Obesity, a major factor in diabetes and heart disease, imposes costs on both public and private sectors and is a drag on economic growth, but business leaders meeting in Davos can't agree on what they can or should do to address it.
Obesity a weighty issue in Davos
DAVOS // Obesity, a major factor in diabetes and heart disease, imposes costs on both public and private sectors and is a drag on economic growth, but business leaders meeting in Davos can't agree on how to address it.
The World Economic Forum has some notable past achievements in health care, such as galvanising support for the fight against Aids and the vaccination of children in poor countries, but tackling obesity promises to be more complicated.
"There are huge interests involved. The question is how can we align interests? Industry sees the impact on their bottom line. They need a healthy workforce and healthy consumers," said the WEF health expert Olivier Raynaud.
The WEF estimates a cumulative US$47 trillion (Dh172.63tn) of output might be lost in the next 20 years because of non-communicable diseases and mental health problems, with obesity to blame for 44 per cent of the diabetes burden and 23 per cent of heart disease costs.
One look at the list of the strategic partners of the WEF shows how many vested interests are at play - food and drink companies are blamed for feeding the crisis, while drug manufacturers profit from soaring rates of diabetes.
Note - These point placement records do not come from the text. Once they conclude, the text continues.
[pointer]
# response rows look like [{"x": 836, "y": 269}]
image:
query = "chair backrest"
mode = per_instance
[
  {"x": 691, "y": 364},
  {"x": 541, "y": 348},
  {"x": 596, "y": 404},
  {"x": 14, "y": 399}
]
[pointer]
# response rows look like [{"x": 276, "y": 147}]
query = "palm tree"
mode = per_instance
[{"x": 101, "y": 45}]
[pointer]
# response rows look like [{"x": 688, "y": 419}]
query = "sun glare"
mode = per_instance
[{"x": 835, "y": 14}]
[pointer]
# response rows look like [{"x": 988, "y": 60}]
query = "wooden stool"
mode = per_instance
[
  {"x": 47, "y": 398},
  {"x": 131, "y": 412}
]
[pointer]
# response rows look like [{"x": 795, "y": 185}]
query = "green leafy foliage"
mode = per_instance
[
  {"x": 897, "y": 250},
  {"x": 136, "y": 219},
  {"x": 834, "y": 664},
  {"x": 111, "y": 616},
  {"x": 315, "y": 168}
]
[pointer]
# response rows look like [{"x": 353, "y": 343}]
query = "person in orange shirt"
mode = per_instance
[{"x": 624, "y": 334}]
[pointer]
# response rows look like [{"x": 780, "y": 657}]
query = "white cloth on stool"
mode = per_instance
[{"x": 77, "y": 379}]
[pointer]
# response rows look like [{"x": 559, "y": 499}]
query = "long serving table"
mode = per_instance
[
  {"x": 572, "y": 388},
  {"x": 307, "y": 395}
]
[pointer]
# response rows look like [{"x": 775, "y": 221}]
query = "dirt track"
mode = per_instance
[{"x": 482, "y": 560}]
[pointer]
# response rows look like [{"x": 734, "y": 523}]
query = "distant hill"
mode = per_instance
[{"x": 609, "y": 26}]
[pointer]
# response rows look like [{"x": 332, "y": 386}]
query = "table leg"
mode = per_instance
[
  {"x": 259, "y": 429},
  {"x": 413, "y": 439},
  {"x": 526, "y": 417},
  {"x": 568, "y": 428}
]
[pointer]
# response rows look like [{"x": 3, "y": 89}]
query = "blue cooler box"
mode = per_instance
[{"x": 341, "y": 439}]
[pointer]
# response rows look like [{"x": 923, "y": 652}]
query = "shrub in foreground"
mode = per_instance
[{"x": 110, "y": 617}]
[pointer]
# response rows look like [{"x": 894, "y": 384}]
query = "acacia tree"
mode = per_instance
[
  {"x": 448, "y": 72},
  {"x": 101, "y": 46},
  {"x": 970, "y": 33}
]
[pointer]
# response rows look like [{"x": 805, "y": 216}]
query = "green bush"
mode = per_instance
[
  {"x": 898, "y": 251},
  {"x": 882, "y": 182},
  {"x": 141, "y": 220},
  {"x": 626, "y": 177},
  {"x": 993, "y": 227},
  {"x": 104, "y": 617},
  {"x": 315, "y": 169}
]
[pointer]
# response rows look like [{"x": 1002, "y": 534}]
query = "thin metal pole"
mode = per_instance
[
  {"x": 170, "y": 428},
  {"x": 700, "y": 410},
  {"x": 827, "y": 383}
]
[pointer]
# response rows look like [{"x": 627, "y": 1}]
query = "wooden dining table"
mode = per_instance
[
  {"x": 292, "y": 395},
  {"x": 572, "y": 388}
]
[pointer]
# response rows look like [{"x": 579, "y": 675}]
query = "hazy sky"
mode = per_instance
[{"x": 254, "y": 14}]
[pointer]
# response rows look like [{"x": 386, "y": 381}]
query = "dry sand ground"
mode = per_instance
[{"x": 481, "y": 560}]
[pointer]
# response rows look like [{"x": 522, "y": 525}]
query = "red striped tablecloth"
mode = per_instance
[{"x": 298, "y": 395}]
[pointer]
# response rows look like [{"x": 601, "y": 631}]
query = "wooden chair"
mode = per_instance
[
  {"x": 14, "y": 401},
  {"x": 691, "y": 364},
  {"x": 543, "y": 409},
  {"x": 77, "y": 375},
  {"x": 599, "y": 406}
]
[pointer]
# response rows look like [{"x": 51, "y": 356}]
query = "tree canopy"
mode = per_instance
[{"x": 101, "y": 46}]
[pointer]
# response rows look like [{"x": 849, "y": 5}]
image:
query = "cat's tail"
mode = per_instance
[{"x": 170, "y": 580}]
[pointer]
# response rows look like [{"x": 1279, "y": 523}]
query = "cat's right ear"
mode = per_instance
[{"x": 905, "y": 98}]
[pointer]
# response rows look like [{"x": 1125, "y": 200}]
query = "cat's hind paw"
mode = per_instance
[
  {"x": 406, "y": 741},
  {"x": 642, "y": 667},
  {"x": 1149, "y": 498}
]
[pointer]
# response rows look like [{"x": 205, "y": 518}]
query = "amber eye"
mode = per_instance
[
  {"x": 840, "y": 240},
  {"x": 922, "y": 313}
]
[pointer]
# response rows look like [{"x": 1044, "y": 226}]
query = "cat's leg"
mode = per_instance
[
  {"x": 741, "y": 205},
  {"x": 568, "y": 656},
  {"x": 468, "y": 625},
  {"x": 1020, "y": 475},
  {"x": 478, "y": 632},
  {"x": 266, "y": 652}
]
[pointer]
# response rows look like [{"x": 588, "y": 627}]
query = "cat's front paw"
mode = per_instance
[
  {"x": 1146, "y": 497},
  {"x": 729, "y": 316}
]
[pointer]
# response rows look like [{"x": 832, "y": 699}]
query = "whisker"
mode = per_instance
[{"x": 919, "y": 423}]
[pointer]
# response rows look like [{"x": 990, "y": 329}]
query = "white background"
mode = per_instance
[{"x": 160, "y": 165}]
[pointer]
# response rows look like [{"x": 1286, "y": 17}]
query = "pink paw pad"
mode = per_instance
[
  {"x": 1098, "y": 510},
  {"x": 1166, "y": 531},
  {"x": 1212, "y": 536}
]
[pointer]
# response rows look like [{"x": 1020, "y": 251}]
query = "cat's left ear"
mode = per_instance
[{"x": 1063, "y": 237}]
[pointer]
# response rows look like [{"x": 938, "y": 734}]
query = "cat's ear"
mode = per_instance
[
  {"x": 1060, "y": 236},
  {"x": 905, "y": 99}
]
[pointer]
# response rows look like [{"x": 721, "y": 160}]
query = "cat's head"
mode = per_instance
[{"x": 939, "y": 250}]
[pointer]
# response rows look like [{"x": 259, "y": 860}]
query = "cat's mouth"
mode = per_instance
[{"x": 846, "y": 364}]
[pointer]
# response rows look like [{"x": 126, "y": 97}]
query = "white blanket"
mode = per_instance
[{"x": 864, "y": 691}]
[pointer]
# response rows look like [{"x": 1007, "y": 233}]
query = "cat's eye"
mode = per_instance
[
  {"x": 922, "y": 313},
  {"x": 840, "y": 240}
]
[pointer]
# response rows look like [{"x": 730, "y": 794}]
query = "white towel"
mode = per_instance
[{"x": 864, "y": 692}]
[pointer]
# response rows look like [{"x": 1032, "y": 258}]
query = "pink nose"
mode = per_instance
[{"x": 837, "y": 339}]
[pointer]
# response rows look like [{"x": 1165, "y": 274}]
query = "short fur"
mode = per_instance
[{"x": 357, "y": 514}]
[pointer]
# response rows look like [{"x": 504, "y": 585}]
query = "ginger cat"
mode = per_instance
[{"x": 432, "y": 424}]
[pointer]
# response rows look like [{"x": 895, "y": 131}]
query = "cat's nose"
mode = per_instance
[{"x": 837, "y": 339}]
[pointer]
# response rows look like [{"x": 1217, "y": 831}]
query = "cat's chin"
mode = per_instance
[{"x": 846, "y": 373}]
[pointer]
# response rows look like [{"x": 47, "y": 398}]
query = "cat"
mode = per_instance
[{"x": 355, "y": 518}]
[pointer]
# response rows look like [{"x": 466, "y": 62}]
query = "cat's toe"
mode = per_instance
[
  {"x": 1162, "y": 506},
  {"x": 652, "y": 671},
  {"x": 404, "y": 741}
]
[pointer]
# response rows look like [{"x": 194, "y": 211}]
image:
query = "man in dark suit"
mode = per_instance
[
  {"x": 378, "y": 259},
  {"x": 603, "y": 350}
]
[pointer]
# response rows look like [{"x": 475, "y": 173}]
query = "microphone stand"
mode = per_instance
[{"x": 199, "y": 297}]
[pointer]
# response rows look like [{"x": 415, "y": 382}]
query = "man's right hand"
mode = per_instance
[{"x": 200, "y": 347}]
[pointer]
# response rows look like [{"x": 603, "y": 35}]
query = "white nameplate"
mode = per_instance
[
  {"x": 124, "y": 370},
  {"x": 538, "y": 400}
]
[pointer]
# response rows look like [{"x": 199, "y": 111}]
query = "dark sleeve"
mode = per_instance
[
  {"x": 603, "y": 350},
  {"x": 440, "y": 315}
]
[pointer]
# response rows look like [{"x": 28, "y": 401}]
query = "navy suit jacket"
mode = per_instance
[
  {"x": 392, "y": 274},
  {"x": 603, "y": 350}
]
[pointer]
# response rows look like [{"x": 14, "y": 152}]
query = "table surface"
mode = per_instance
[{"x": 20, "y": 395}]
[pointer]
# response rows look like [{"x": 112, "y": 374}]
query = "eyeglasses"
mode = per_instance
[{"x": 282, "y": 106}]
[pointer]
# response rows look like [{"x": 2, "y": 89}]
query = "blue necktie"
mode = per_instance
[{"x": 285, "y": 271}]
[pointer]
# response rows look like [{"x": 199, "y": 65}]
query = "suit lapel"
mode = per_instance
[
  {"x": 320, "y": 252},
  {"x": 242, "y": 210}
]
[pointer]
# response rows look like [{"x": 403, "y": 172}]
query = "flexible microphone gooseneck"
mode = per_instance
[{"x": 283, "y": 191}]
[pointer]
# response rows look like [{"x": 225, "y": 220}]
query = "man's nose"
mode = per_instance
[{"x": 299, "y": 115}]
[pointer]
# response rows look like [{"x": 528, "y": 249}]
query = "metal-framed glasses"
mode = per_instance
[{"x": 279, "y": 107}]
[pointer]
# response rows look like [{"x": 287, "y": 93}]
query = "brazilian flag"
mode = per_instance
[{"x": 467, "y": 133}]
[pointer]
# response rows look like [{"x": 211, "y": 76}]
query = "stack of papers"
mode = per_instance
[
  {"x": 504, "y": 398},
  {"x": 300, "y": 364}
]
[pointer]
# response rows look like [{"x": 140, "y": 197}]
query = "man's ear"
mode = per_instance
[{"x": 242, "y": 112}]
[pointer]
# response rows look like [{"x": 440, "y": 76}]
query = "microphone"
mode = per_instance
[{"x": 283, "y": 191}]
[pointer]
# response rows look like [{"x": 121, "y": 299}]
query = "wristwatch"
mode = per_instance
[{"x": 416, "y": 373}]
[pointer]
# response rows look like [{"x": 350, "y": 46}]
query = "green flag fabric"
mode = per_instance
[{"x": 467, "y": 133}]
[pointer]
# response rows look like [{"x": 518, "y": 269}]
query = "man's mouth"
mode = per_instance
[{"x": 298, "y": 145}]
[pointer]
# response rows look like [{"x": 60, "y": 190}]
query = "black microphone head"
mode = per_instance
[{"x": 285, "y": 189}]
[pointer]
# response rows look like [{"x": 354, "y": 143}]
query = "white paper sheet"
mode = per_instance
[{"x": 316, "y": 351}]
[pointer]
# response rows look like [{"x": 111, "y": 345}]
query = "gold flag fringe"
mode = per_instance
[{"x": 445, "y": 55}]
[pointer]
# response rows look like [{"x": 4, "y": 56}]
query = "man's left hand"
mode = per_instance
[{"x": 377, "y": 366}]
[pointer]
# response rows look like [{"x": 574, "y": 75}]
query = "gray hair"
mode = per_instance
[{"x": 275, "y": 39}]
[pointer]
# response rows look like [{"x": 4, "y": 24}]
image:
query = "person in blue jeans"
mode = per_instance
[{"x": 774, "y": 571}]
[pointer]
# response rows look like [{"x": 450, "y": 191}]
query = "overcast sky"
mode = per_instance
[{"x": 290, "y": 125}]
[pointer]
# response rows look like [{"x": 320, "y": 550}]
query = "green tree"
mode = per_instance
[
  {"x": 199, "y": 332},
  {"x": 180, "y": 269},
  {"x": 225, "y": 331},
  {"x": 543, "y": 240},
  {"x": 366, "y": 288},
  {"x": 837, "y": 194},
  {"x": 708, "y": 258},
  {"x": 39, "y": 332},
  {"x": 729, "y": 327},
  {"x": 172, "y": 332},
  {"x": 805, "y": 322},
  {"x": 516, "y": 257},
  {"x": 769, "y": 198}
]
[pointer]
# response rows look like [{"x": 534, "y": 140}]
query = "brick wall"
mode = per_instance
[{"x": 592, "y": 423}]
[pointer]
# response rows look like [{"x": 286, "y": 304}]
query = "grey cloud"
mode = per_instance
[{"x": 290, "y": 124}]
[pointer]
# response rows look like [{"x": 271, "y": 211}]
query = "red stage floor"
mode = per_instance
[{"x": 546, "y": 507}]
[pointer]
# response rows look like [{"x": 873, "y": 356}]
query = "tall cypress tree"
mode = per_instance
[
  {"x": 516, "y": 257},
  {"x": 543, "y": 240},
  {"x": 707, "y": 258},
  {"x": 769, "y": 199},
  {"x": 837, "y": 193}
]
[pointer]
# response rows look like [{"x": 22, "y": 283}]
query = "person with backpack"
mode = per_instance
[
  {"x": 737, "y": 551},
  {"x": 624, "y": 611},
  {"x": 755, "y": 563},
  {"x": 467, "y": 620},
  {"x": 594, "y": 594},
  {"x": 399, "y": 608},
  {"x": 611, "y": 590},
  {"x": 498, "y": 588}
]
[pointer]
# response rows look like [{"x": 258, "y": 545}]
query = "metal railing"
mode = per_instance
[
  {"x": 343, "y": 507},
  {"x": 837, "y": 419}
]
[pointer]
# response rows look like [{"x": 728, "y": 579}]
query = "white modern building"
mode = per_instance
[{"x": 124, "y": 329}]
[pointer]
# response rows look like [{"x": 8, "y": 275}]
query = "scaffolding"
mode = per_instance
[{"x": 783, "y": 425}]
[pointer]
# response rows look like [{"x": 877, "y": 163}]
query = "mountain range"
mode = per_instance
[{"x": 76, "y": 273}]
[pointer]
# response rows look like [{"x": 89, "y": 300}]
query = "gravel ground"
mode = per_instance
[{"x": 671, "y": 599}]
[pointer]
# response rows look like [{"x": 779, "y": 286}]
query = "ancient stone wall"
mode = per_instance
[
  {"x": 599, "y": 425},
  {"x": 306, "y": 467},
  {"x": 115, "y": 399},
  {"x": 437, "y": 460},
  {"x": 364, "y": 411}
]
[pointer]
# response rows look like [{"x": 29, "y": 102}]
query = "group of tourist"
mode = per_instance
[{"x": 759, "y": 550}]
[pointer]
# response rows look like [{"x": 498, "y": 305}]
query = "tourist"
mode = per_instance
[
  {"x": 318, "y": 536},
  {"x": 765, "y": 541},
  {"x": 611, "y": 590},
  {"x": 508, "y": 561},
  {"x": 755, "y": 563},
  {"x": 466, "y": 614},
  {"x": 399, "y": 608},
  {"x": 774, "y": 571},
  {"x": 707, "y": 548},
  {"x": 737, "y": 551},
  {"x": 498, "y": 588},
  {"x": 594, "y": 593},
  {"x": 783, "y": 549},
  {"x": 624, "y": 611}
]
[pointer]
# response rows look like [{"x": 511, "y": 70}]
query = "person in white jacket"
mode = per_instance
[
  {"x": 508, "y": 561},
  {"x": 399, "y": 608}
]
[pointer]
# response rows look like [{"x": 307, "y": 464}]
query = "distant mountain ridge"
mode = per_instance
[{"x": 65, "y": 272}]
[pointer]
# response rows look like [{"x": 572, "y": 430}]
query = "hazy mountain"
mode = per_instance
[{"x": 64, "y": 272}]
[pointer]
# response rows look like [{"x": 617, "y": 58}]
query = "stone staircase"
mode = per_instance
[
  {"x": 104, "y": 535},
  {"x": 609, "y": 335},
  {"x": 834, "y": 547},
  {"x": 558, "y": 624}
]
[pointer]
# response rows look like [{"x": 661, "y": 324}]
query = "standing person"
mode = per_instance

There are also issues of consumer choice, and the fact that companies selling calorie-dense foods often also make a range of healthier alternatives.
"We could stop selling ice- cream, but people are still going to want to eat ice-cream," said Paul Bulcke, the chief executive of Nestlé, which has been investing heavily in healthier products.
Just this week, Coca-Cola, whose chief executive Muhtar Kent is one of the co-chairs of this year's Davos gathering, launched a commercial on US television that seeks to highlight its efforts in fighting obesity.
The WEF will host a private meeting on "healthy living" tomorrow of key players including executives from the food, healthcare and agriculture sectors as well as health regulators and ministers. "To solve the issue of tobacco, we excluded tobacco companies. But excluding food and beverage, pharmaceuticals would be a big mistake," said Mr Raynard. "The second mistake would be to only blame. The third mistake would be to be too simplistic, just focusing on reducing sugar, for example."
Khalid Al Falih, the head of Saudi Aramco, said productivity was already undermined by the poor health of some employees.
"This situation is of special concern to us because we live in a region that has one of the highest rates of obesity and diabetes in the world," he said.
Others pointed to changing habits, not necessarily diets.
"It is hard to get people to eat healthier, but we can get people to walk. All they need is shoes," said George Halvorson, the head of the UShealthcare firm Kaiser Foundation Health Plan.
But Eva Jane-Llopis, a WEF chronic disease specialist, said government intervention - such as the fizzy drink tax so vehemently opposed by industry - was still needed.
"Everybody likes physical activity because it is not contentious, but it is not a silver bullet," she said."We need regulation to level the playing field."